We could say, as Matt Yglesias does: yes, it was probably right to resist the worst excesses of urban renewal and eminent domain in the 1950s, but now we have too much local control, too much direct democracy in housing and building policy, and it has become too hard to get a permit even to build the most urgently-needed clean energy and housing projects. 

Maybe we just need to bite the bullet, then, on sacrificing some of our environmental review and community consultation standards if we want to ever create the affordable housing and green energy abundance our society needs. 
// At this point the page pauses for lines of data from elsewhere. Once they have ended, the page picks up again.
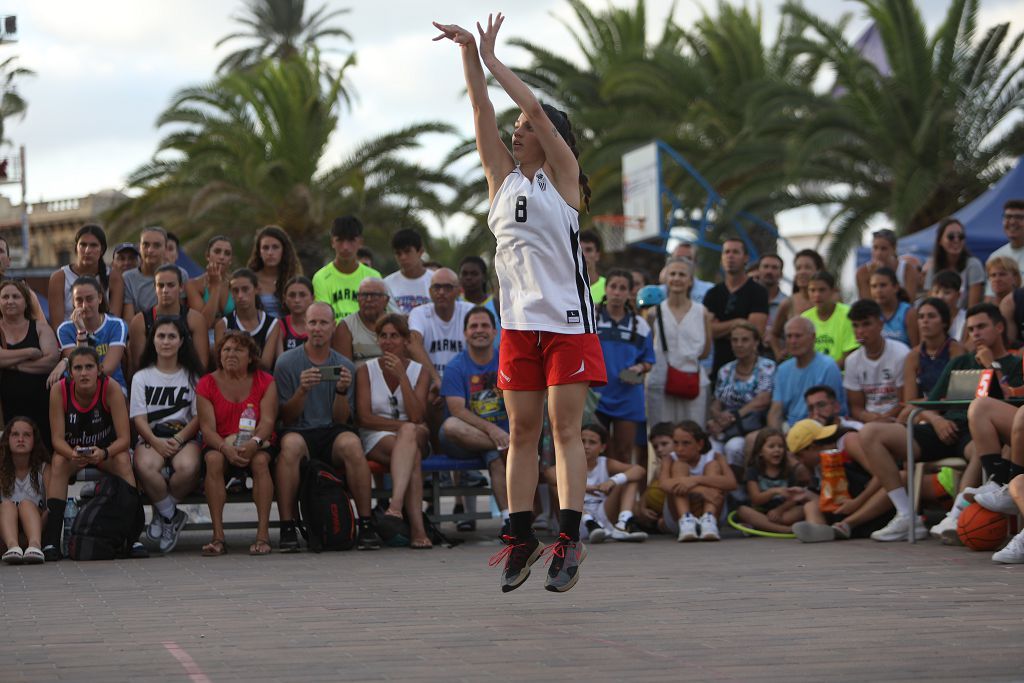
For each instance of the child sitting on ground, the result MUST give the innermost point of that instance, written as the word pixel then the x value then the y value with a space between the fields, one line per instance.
pixel 611 489
pixel 695 481
pixel 771 485
pixel 22 460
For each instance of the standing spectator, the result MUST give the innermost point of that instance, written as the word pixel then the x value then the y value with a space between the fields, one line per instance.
pixel 390 399
pixel 905 269
pixel 950 253
pixel 338 282
pixel 410 285
pixel 805 263
pixel 355 337
pixel 629 354
pixel 236 386
pixel 683 337
pixel 900 317
pixel 315 416
pixel 873 377
pixel 90 245
pixel 736 298
pixel 28 353
pixel 163 410
pixel 833 331
pixel 274 263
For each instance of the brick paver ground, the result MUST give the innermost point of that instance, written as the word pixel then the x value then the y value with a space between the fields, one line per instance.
pixel 742 609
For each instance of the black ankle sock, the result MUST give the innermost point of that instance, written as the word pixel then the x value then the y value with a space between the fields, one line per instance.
pixel 520 524
pixel 54 521
pixel 568 522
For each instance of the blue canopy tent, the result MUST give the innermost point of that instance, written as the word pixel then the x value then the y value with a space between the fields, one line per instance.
pixel 982 218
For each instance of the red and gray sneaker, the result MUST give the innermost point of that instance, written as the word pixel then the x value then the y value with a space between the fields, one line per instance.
pixel 566 556
pixel 518 557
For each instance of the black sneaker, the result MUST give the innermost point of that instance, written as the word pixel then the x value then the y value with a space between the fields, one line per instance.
pixel 518 557
pixel 368 538
pixel 289 542
pixel 566 556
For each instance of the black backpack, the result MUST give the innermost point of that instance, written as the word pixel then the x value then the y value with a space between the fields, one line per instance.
pixel 109 522
pixel 326 508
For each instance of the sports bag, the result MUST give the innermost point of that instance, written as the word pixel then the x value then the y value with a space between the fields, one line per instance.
pixel 326 508
pixel 109 522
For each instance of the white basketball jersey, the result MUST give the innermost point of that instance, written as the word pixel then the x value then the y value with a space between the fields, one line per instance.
pixel 539 261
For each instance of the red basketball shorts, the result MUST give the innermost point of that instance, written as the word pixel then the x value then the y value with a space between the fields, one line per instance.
pixel 535 360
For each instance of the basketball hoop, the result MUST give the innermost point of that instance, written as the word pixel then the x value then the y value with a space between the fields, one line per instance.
pixel 612 229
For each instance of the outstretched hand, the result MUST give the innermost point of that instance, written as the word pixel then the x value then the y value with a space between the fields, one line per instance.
pixel 455 33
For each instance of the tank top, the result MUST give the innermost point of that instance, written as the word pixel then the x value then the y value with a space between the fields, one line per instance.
pixel 539 260
pixel 382 401
pixel 88 425
pixel 289 337
pixel 929 369
pixel 264 325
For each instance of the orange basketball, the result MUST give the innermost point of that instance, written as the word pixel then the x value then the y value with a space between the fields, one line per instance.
pixel 979 528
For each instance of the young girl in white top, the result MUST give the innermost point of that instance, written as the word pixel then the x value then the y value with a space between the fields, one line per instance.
pixel 22 495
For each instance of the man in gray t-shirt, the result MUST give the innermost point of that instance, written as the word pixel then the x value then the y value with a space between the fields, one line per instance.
pixel 314 387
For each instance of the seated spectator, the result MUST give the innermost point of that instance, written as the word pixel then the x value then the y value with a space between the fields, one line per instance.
pixel 163 410
pixel 28 353
pixel 873 377
pixel 249 317
pixel 274 262
pixel 91 325
pixel 694 480
pixel 833 331
pixel 950 253
pixel 1004 276
pixel 478 426
pixel 390 399
pixel 89 423
pixel 805 369
pixel 938 435
pixel 237 444
pixel 899 317
pixel 315 418
pixel 776 500
pixel 682 330
pixel 742 395
pixel 906 269
pixel 410 285
pixel 629 354
pixel 611 492
pixel 355 337
pixel 169 304
pixel 23 458
pixel 298 297
pixel 805 263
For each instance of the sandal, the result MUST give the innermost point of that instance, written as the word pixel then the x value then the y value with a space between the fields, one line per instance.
pixel 215 548
pixel 261 547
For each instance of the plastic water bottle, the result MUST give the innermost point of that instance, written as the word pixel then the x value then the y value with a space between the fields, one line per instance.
pixel 71 512
pixel 247 425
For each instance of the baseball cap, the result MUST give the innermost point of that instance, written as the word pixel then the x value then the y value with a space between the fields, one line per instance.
pixel 806 432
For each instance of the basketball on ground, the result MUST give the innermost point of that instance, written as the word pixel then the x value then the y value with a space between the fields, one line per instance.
pixel 979 528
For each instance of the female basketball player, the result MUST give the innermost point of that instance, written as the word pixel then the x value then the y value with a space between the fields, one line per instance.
pixel 548 342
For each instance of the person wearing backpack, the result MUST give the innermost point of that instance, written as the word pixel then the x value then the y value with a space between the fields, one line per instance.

Maybe... but I'm not so sure. I have no doubt that there is some golden mean to be struck here between competing values. We have to somehow strive to get the right balance of direct democracy and government efficiency. But that voice of Robert Moses—the voice of "dark abundance"—haunts me. 

I have a hard time believing that a "more incisive and less tolerant" system than ours would be better, and that we need to compromise on democratic values at the risk of trampling on the rights of Indigenous communities and displacing many others. 

As Yglesias is always saying, politics involves trade-offs. As Isaiah Berlin would note: many legitimate values are incompatible in this life, and one cannot be realized fully without cost to the others. 

But Berlin had a great and needed skepticism against the sort of person who would conclude from this: "well, that just means that if you want to make an omelette, you have to break some eggs. Might as well get cracking. Start building that dam and displacing those communities." 

In the end, what happens when people reason in this way, Berlin writes, is that "The eggs are broken, and the habit of breaking them grows, but the omelette remains invisible." 

Since country is so tender

     To touch, her being só slender,

     [...] even where we mean

                 To mend her we end her,

            When we hew or delve, as Hopkins wrote. 

Maybe he was a "left NIMBY" avant la lettre. But that doesn't mean he was wrong.